La traición de la Iglesia es la más dolorosa, la más devastadora, la que deja una huella indeleble en la memoria y en el perdón porque nunca, jamás, olvidas ni el agravio que has perdonado ni a las víctimas de la felonía. Soy católico, pero lo soy más por la catequesis de mi padre y por las oraciones con las que mi madre acunó mi infancia, que por el ejemplo de los pastores de la Iglesia; no de todos, pero sí de la mayoría de los que la gobiernan desde que Él pronunció la palabras fundacionales: “Tú eres Pedro, y sobre esta piedra edificaré mi Iglesia”.

Soy católico, tengo Fe. Mi Fe carece de abstracciones intelectuales de ésas con las que, al final, todo se justifica, y de abstrusos meandros teológicos. Hasta en eso soy genética y visceralmente español, como aquél miliciano rojo que se ufanaba de su ateísmo diciendo: “Yo no creo ni en mi Dios, que es el único verdadero”. Seguro que, también a él, Jesús le dijo: “Tu Fe te ha salvado”.

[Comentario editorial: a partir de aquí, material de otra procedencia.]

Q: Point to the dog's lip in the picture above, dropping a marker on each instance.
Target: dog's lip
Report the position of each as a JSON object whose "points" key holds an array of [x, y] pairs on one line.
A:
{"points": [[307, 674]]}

Por esa Fe rocosa y a la vez parvularia presiento, detecto y avizoro la traición antes de que perpetre su felonía. Hace muchos años que barrunto lo que finalmente la Iglesia  ha acabado haciendo con Francisco Franco, con el Valle de los Caídos y con todos los que dieron su vida por Dios y por España: entregarlos sin ni siquiera besarles en la mejilla por treinta monedas, que es el salario de todos los traidores desde que Judas besó a Jesús en el Huerto de los Olivos para que sus sicarios lo identificasen. Hoy la Iglesia se ha echado en manos de sus verdugos para perseguir, más allá de la muerte, a sus salvadores; pues de no haber sido por Francisco Franco y el Ejército Nacional de la Iglesia Católica Española hoy no quedaría ni una oblea. Así se lo pagan, porque para ellos es más importante cobrar las treinta monedas del chantaje del Gobierno socialcomunista (el IBI de su inmenso patrimonio inmobiliario, los dineros del concierto educativo, y la retirada de la comisión de investigación de sus pecados y delitos de bragueta) que la sangre y la memoria de los héroes y de los mártires que dieron su vida por Dios y por España. Cristo sabía que le traicionarían y que le negarían. Franco, también. He ahí a la Conferencia Episcopal Española.